Örneğin; kendi bilgi donanım ve teknolojilerine güvenen birçok devlet COVİD-19 virüsüne karşı çaresiz kalmıştır. Bu hastalık insanlığı evlere kapatacak, şehirler boşalacak, hayat duracak, ekonomi duracak, birçok devlet bu krizle baş edemeyecek denseydi kimse inanmazdı. ABD ve Avrupa reklam gücüyle dünyanın güçlü ülkeleri çaresiz kalacak, zengin ülkeler fakir ülkelerden yardım isteyecek denseydi garipsenecekti. Ve ne gariptir Afrika ülkeleri Batılıların ülkelerine girişini yasaklayacak… Hatta büyük laf yapan devletler bir bez parçası olan maskeler için cedelleşecek..
Yeni oluşan tabloda devletler de milletler de bireyler de yeni duruma ayak uydurma içerisinde ve halkı bu yeni sürece alıştırma çabasında. Fakat görünen; dünya devletleri büyük dönüşümlerin, gelişmelerin, keskin dönüşlerin dünyası olmaya gebe. Bu dönüşümden karlı çıkacak olanlar elbette olacak. Bunlar; büyük söz söylemeden ayakları yere basan bilgi alt yapısı, teknolojisi, imkânı olan ve en önemlisi de inançlı, kararlı bir milletin varlığı belirleyici olacak. Bu zaman diliminde kimisi için korku yılı olurken kimisi bundan ders çıkararak korku duvarlarını aşarak zihinlerdeki gücün ne olduğunu daha iyi anladılar. İlahi kudretin bütün büyük lafları bir anda yerle bir ettiğini anladılar.
Bunu anlamayan veya anlamak istemeyen millet veya devletlerin gözle görülmeyen bir virüs ile onları dize getirdiğine şahit olduk. Gücüne erişilemez denilen ülkelerin zaaflarını, zayıflıklarını gördük. Ne kadar kırılgan olduklarını, güçten çok, güç reklamıyla dünyayı yönettiklerini gördük. Herhalde Coğrafi keşiflerle başlayan siyasi tarih tekrar değişime gebe… Avrupalılar tarafından “Coğrafi Keşifler” hilesi ile başlayan, “sömürgecilik” dönemi ile başlayan siyasi tarihin değişmesinden söz edilebilir. Sömürgecilik döneminden bu yana güç ilk kez gerçek anlamda el değiştirebilir. Bu kısa vadede değil zaman içerisinde oluşabilecek bir durumdur. Hatta bu gidişat, birçok ülkenin çöküşünü, bazı ülkelerin yükselişini zorlayabilir.

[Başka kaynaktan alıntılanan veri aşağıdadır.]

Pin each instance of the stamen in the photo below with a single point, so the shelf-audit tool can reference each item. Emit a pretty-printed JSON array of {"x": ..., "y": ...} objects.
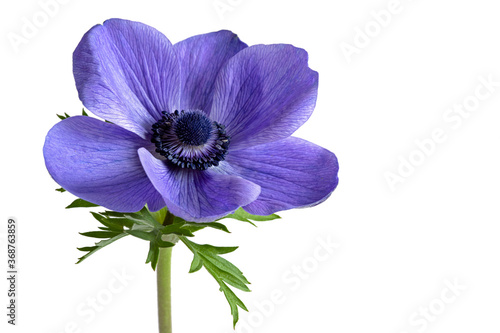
[{"x": 189, "y": 139}]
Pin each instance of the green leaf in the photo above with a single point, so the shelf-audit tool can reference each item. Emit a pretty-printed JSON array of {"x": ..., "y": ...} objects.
[
  {"x": 242, "y": 215},
  {"x": 141, "y": 234},
  {"x": 100, "y": 234},
  {"x": 192, "y": 226},
  {"x": 160, "y": 215},
  {"x": 99, "y": 245},
  {"x": 222, "y": 270},
  {"x": 78, "y": 203}
]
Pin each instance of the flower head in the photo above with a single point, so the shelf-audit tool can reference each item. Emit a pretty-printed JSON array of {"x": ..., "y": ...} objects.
[{"x": 202, "y": 126}]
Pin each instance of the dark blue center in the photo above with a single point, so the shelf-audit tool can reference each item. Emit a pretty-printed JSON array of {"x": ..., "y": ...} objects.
[{"x": 193, "y": 128}]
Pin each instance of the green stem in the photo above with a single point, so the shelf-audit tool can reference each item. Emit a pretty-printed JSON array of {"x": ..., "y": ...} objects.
[{"x": 163, "y": 270}]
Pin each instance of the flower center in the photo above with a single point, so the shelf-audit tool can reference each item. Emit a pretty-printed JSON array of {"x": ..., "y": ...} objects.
[
  {"x": 189, "y": 139},
  {"x": 193, "y": 128}
]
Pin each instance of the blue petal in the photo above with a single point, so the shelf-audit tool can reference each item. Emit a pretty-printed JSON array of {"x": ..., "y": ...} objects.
[
  {"x": 264, "y": 93},
  {"x": 98, "y": 162},
  {"x": 198, "y": 196},
  {"x": 292, "y": 173},
  {"x": 127, "y": 72},
  {"x": 201, "y": 58}
]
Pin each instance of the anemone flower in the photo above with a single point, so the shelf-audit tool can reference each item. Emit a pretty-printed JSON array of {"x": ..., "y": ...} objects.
[{"x": 202, "y": 126}]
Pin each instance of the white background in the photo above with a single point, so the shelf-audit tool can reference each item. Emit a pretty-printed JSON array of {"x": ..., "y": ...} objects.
[{"x": 399, "y": 248}]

Sonuç olarak; bilgi ve teknolojinin son sürat ilerlediği bu dönemde yeni ekonomi modelleri, yeni düşünce biçimleri, yeni finans sistemi, yeni toplumsal değerler, yeni siyasi kimlikler, yeni siyasi hareketler üretecek ve bu durum bazı devletlerin çıkışı olabilir. Zira bilgi “tekelliğini” kaybediyor ve birçok ülke bu değere ulaşabiliyor. Bunun içindir ki büyük sözden çok bilgi ve bu bilgiyi değerlendirecek devletler dönemi başlıyor diyebiliriz.